Bigelow’s treatment of all this is typically remorseless; there may be filmmakers who do slowly unfolding violence as well as her, but no one does it better. I’ve heard some observers float the idea that Bigelow is using the medium of film to put us in the position of a bystander like Dismukes, who watches a great wrong happen while being powerless to stop it. This approach has its value, but it also has limitations. What does it say that the most vivid character in all of this is the worst of the cops (Will Poulter, born to play awful people)? Bigelow’s treatment threatens to reduce the black hostages — and yes, the white ones, too — to faceless victims. Granted, I can think of some African-American directors who might have handled this as unsubtly, but the fact is, none of them did. All this suffering requires an equally great catharsis, whether that’s the fantasy violence of Django Unchained or the bittersweet reunion of 12 Years a Slave or the outpouring of grief of Fruitvale Station.

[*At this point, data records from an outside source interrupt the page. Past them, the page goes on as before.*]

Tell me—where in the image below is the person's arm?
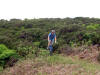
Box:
[55,36,57,43]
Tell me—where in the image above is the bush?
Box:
[0,44,19,67]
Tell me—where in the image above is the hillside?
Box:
[0,17,100,75]
[0,55,100,75]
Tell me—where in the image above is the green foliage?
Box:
[0,44,19,66]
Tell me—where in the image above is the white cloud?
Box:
[0,0,100,19]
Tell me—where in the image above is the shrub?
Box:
[0,44,19,67]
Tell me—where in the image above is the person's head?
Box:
[51,30,55,34]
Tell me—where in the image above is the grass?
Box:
[0,50,100,75]
[0,66,3,72]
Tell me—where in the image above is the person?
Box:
[47,30,56,55]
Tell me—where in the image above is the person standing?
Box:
[47,30,56,55]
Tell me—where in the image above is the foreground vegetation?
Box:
[2,54,100,75]
[0,17,100,74]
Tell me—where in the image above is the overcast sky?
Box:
[0,0,100,19]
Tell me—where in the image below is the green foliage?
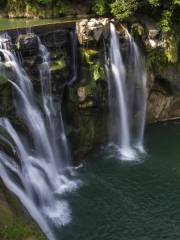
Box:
[111,0,138,20]
[160,10,172,32]
[148,0,160,7]
[0,217,45,240]
[164,34,179,63]
[92,0,108,16]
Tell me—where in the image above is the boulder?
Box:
[76,18,109,44]
[16,33,39,56]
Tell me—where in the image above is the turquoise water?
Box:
[59,123,180,240]
[0,18,73,30]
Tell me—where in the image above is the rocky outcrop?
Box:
[77,19,180,123]
[76,18,109,44]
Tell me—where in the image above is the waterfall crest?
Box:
[105,23,147,160]
[0,34,78,240]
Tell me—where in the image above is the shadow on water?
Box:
[59,123,180,240]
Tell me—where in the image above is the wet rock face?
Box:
[16,33,38,56]
[76,18,109,44]
[16,30,72,94]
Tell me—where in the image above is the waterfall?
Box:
[126,30,147,152]
[105,23,146,160]
[0,34,78,240]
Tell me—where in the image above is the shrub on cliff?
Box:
[111,0,138,20]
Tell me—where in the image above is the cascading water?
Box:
[105,23,146,160]
[0,34,78,240]
[126,30,147,152]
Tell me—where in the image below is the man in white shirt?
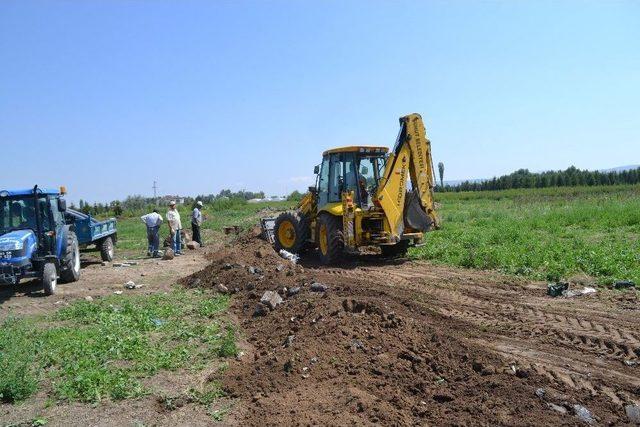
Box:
[140,209,163,258]
[191,200,204,246]
[167,200,182,255]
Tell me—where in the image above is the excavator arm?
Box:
[376,114,437,241]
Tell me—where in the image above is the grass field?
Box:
[0,289,237,403]
[411,185,640,284]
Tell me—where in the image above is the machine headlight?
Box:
[0,241,24,251]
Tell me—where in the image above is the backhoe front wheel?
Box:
[60,231,80,283]
[42,262,58,295]
[273,212,309,254]
[316,214,344,264]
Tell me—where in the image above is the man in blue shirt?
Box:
[140,209,163,258]
[191,200,204,246]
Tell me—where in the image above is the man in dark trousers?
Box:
[140,209,162,258]
[191,200,204,246]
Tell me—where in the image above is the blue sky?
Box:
[0,0,640,201]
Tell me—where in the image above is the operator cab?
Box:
[316,146,388,209]
[0,189,66,257]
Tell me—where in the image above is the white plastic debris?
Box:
[279,249,300,264]
[562,286,597,298]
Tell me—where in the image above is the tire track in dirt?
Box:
[314,263,640,405]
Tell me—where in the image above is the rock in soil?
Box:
[162,248,175,260]
[253,303,269,317]
[287,286,300,297]
[573,404,596,424]
[547,402,567,415]
[624,404,640,425]
[311,282,329,292]
[260,291,282,310]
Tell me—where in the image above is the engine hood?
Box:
[0,230,36,251]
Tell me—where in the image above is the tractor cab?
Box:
[0,186,80,295]
[315,146,388,210]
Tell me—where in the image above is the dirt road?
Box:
[0,236,640,425]
[187,234,640,425]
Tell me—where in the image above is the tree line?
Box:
[436,166,640,192]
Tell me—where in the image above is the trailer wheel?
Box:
[60,231,80,283]
[98,237,114,262]
[316,213,344,264]
[42,262,58,295]
[380,240,409,258]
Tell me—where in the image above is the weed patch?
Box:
[411,185,640,284]
[0,289,238,402]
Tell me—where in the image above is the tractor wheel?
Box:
[273,212,309,254]
[97,237,113,262]
[42,262,58,295]
[380,240,409,258]
[316,214,344,264]
[60,231,80,283]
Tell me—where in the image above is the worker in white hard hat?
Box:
[191,200,204,246]
[167,200,182,256]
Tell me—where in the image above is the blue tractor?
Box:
[0,185,80,295]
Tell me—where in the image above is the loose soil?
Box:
[183,235,640,425]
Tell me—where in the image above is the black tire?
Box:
[42,262,58,295]
[380,240,409,258]
[60,231,80,283]
[98,237,114,262]
[316,213,344,264]
[273,211,309,254]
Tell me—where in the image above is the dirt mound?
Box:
[183,233,626,425]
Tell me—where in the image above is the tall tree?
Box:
[438,162,444,188]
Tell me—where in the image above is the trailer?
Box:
[65,209,118,261]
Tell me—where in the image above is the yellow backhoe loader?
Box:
[273,114,438,264]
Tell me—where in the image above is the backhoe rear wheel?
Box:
[380,240,409,258]
[273,212,309,254]
[96,237,114,262]
[316,213,344,264]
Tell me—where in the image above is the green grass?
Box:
[0,289,238,403]
[411,185,640,284]
[116,200,296,255]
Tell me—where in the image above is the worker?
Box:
[10,202,29,228]
[140,209,163,258]
[191,200,204,246]
[167,200,182,256]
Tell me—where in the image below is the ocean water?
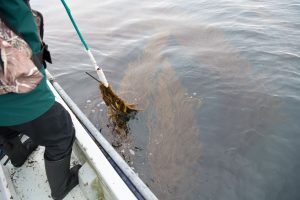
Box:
[31,0,300,200]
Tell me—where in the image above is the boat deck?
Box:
[0,147,86,200]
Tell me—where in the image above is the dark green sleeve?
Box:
[0,0,41,54]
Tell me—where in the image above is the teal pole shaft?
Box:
[61,0,89,50]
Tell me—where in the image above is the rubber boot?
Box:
[45,155,81,200]
[2,136,38,167]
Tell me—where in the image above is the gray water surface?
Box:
[31,0,300,200]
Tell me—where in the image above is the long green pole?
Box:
[61,0,108,87]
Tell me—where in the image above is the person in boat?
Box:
[0,0,80,199]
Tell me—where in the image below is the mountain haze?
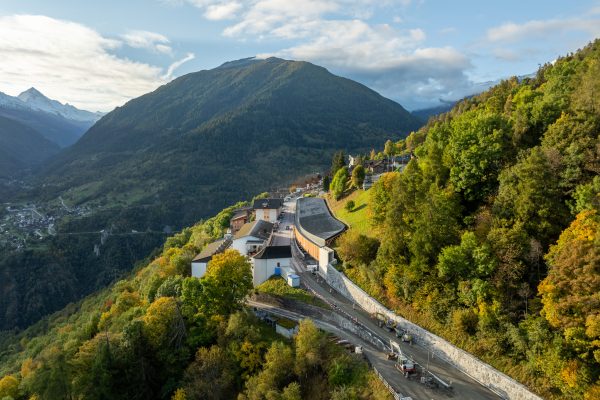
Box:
[17,87,103,124]
[0,88,102,150]
[0,58,419,330]
[0,116,59,178]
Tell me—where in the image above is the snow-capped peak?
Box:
[17,87,103,122]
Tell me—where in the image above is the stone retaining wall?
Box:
[320,265,541,400]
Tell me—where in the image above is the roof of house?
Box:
[296,197,346,246]
[192,239,231,262]
[254,246,292,260]
[252,199,283,210]
[231,210,248,221]
[233,219,273,240]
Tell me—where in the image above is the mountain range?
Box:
[0,58,421,330]
[40,58,421,230]
[0,88,103,177]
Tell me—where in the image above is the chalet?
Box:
[229,207,252,235]
[192,239,232,278]
[252,246,292,286]
[231,219,273,256]
[275,317,298,339]
[294,197,346,273]
[252,199,283,222]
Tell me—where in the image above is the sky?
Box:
[0,0,600,112]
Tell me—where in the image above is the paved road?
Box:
[271,201,296,246]
[248,300,420,400]
[285,196,499,400]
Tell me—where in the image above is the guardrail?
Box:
[319,268,542,400]
[372,367,412,400]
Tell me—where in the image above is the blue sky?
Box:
[0,0,600,111]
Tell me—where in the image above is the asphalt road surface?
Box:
[278,195,500,400]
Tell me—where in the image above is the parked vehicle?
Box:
[396,358,417,378]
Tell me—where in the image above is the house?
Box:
[252,246,292,286]
[192,239,232,278]
[287,274,300,287]
[229,207,252,235]
[294,197,346,273]
[275,317,298,339]
[252,199,283,222]
[231,219,273,256]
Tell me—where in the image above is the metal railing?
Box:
[373,366,412,400]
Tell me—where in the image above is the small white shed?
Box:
[287,274,300,287]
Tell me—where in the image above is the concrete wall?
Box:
[231,236,262,256]
[192,262,208,278]
[294,229,320,260]
[256,208,279,222]
[252,258,291,286]
[319,266,541,400]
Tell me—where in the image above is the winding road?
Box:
[258,198,500,400]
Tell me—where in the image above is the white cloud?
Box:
[0,15,189,111]
[121,31,173,54]
[487,18,600,42]
[163,53,196,80]
[204,1,242,21]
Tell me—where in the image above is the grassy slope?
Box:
[256,277,328,308]
[326,190,376,237]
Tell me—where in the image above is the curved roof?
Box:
[192,239,231,262]
[233,219,273,240]
[296,197,346,246]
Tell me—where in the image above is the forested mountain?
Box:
[338,41,600,400]
[0,58,420,329]
[0,116,59,178]
[40,58,420,226]
[0,88,101,147]
[17,87,103,125]
[0,207,391,400]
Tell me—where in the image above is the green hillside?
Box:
[0,58,420,329]
[0,116,59,178]
[0,203,391,400]
[334,41,600,400]
[40,58,420,226]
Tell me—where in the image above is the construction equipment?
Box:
[371,312,396,332]
[396,357,417,378]
[388,340,417,378]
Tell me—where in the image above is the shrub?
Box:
[344,200,355,212]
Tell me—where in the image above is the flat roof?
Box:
[296,197,346,246]
[254,245,292,259]
[192,239,231,262]
[252,199,283,210]
[234,219,273,240]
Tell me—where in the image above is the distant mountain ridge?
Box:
[0,88,103,152]
[0,116,60,178]
[40,58,421,225]
[17,87,104,123]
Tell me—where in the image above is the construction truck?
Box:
[396,357,417,378]
[371,312,396,332]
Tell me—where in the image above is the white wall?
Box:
[319,266,542,400]
[275,324,298,339]
[192,262,208,278]
[231,236,262,256]
[256,208,279,222]
[252,258,291,286]
[318,247,333,273]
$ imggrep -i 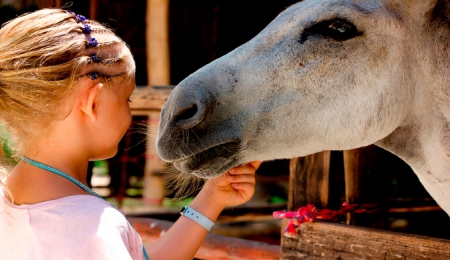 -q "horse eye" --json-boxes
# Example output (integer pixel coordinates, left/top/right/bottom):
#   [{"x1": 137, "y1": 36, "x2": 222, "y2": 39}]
[{"x1": 300, "y1": 19, "x2": 361, "y2": 43}]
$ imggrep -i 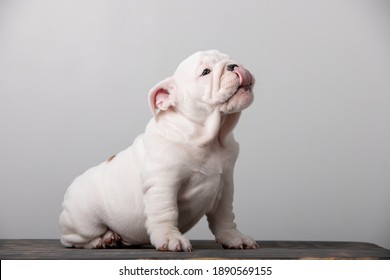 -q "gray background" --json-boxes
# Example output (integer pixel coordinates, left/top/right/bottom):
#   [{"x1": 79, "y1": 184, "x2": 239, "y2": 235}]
[{"x1": 0, "y1": 0, "x2": 390, "y2": 248}]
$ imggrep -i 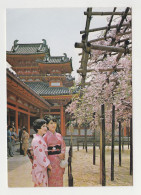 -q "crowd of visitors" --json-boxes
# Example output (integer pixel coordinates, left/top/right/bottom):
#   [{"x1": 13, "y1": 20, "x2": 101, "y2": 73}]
[
  {"x1": 7, "y1": 116, "x2": 67, "y2": 187},
  {"x1": 7, "y1": 122, "x2": 29, "y2": 157}
]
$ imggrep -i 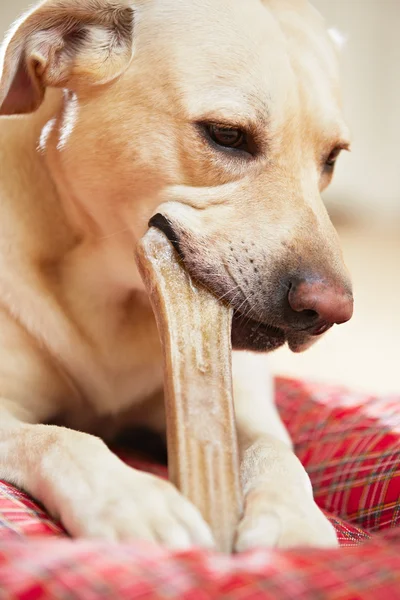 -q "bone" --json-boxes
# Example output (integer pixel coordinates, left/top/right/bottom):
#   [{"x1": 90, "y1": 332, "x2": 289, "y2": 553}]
[{"x1": 137, "y1": 228, "x2": 242, "y2": 552}]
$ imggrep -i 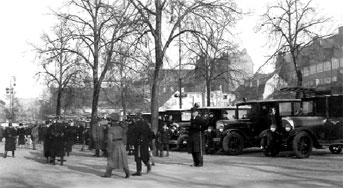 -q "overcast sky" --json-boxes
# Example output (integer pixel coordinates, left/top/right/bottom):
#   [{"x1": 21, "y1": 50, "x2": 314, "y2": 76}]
[{"x1": 0, "y1": 0, "x2": 343, "y2": 100}]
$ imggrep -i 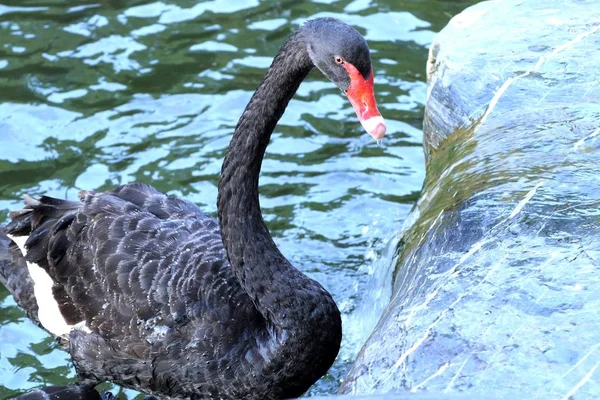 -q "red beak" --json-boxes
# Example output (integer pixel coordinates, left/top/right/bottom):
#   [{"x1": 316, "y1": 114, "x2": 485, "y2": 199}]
[{"x1": 344, "y1": 62, "x2": 386, "y2": 140}]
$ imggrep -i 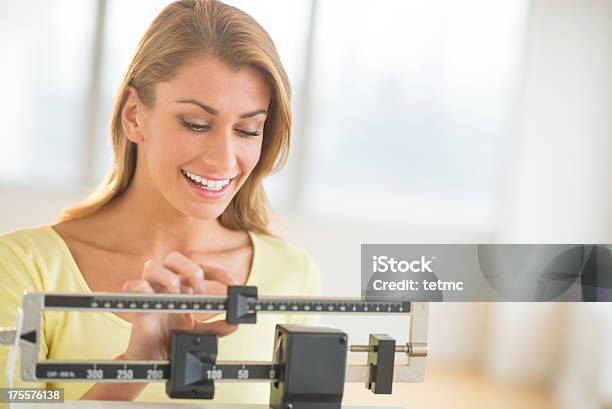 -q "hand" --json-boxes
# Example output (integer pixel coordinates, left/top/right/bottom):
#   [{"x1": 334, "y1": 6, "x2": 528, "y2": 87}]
[{"x1": 123, "y1": 252, "x2": 238, "y2": 360}]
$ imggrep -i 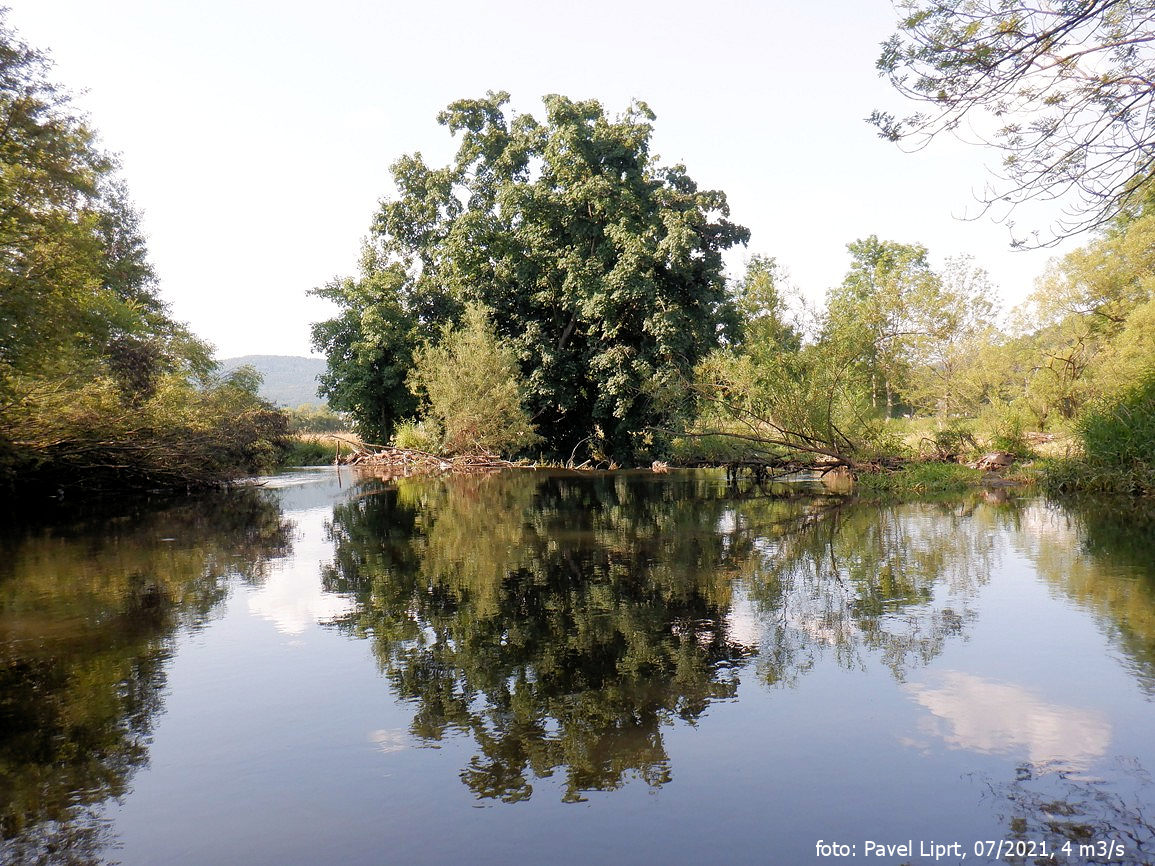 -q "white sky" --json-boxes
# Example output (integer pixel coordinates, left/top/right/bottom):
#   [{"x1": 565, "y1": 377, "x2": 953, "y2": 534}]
[{"x1": 7, "y1": 0, "x2": 1073, "y2": 357}]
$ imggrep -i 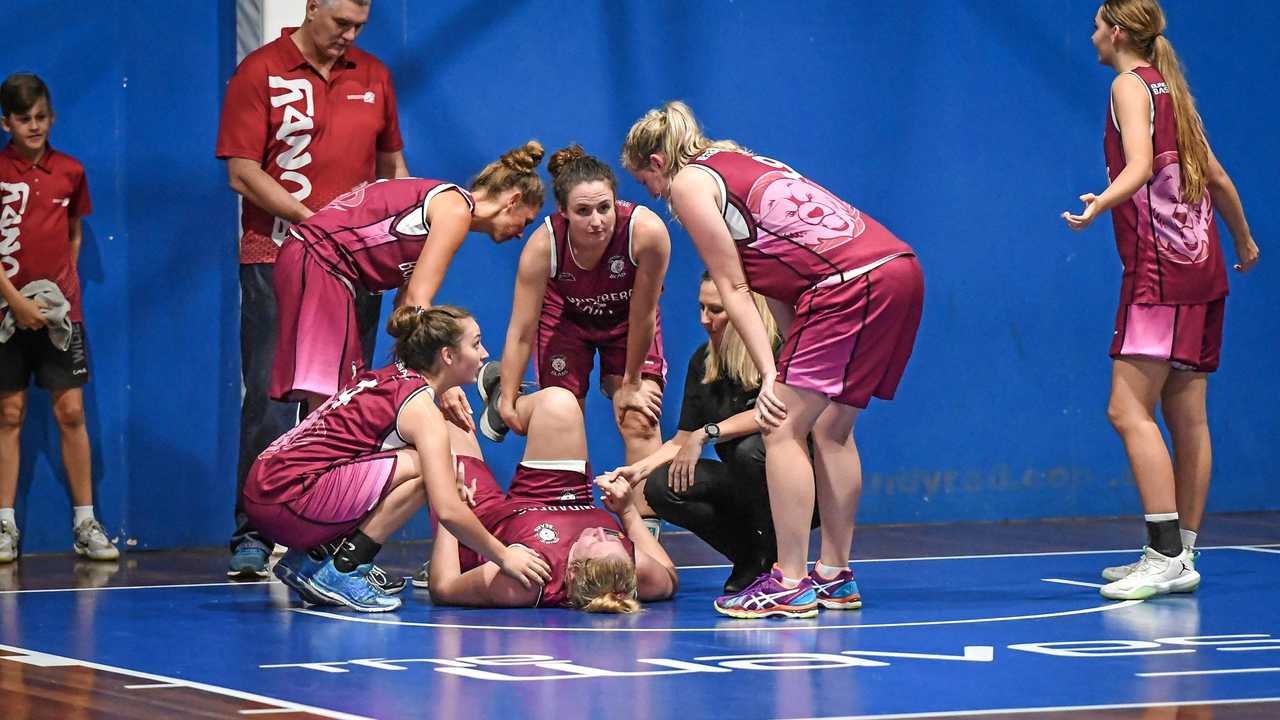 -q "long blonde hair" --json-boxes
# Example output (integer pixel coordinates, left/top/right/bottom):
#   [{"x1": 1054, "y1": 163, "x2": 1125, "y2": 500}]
[
  {"x1": 703, "y1": 273, "x2": 782, "y2": 389},
  {"x1": 1102, "y1": 0, "x2": 1208, "y2": 204},
  {"x1": 566, "y1": 557, "x2": 640, "y2": 614},
  {"x1": 622, "y1": 100, "x2": 750, "y2": 178}
]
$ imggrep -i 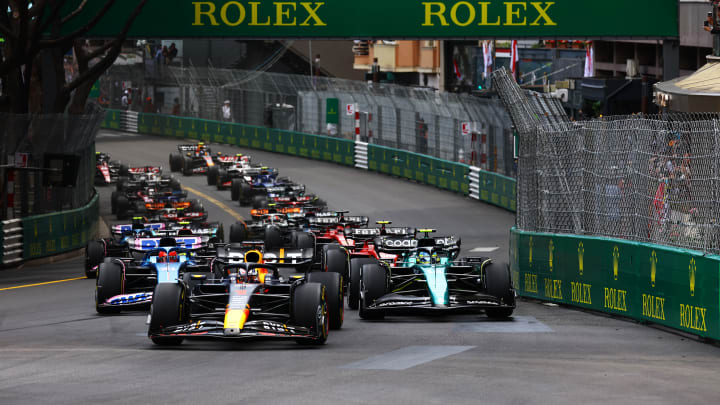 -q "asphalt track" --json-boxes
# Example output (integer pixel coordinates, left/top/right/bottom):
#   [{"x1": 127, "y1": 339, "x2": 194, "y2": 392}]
[{"x1": 0, "y1": 132, "x2": 720, "y2": 405}]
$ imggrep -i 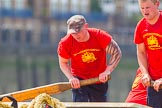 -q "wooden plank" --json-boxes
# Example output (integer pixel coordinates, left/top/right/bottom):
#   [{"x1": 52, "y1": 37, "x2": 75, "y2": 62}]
[
  {"x1": 64, "y1": 102, "x2": 151, "y2": 108},
  {"x1": 5, "y1": 102, "x2": 152, "y2": 108}
]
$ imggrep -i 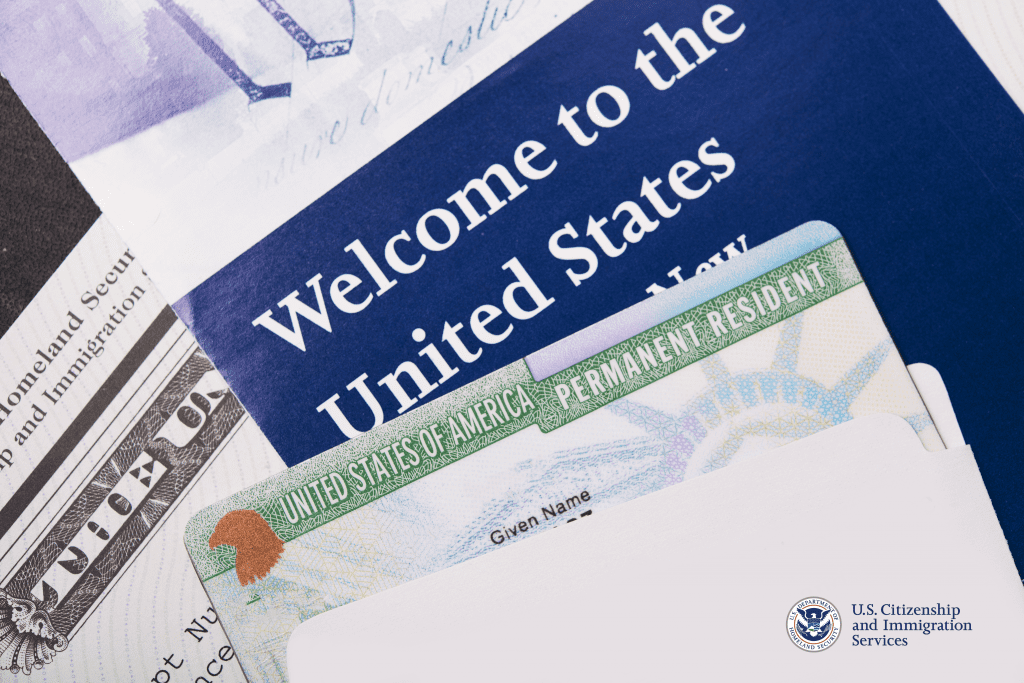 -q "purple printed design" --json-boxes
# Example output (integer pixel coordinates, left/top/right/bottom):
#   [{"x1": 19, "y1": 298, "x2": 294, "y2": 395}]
[{"x1": 0, "y1": 0, "x2": 355, "y2": 162}]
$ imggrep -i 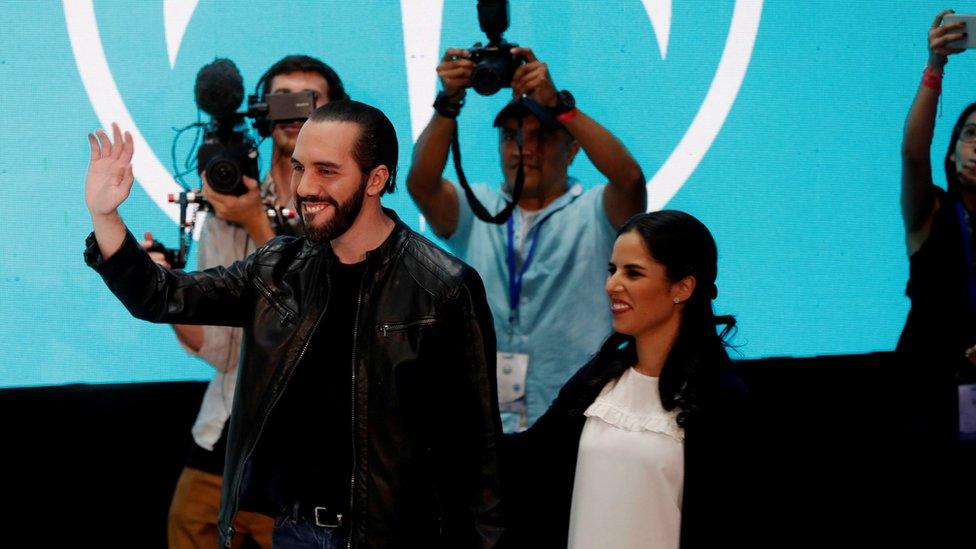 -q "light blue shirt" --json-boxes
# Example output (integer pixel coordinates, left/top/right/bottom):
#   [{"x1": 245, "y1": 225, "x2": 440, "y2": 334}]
[{"x1": 447, "y1": 180, "x2": 617, "y2": 432}]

This film gives us Larry leaving The Dramatics and joining a church choir, which may be true to life, but it isn’t nearly enough of a healing moment to balance out what’s come before.

Of course, this film will continue to be timely as long as law enforcement officers continue to kill unarmed black men and get away with it. We’ve seen this drama enacted over and over again in Chicago, in Baltimore, in Minneapolis, in Miami, in Cincinnati, in New York, in Ferguson, Mo., and countless other places, and it’s all because our justice system does not hold the perpetrators accountable, and because a significant portion of us is fine with black men getting killed in streets far away from us as long as it makes us feel safer in our beds. Detroit may be a form of justice for the people who suffered through that night at the Algiers Motel, but you know what they say about justice delayed.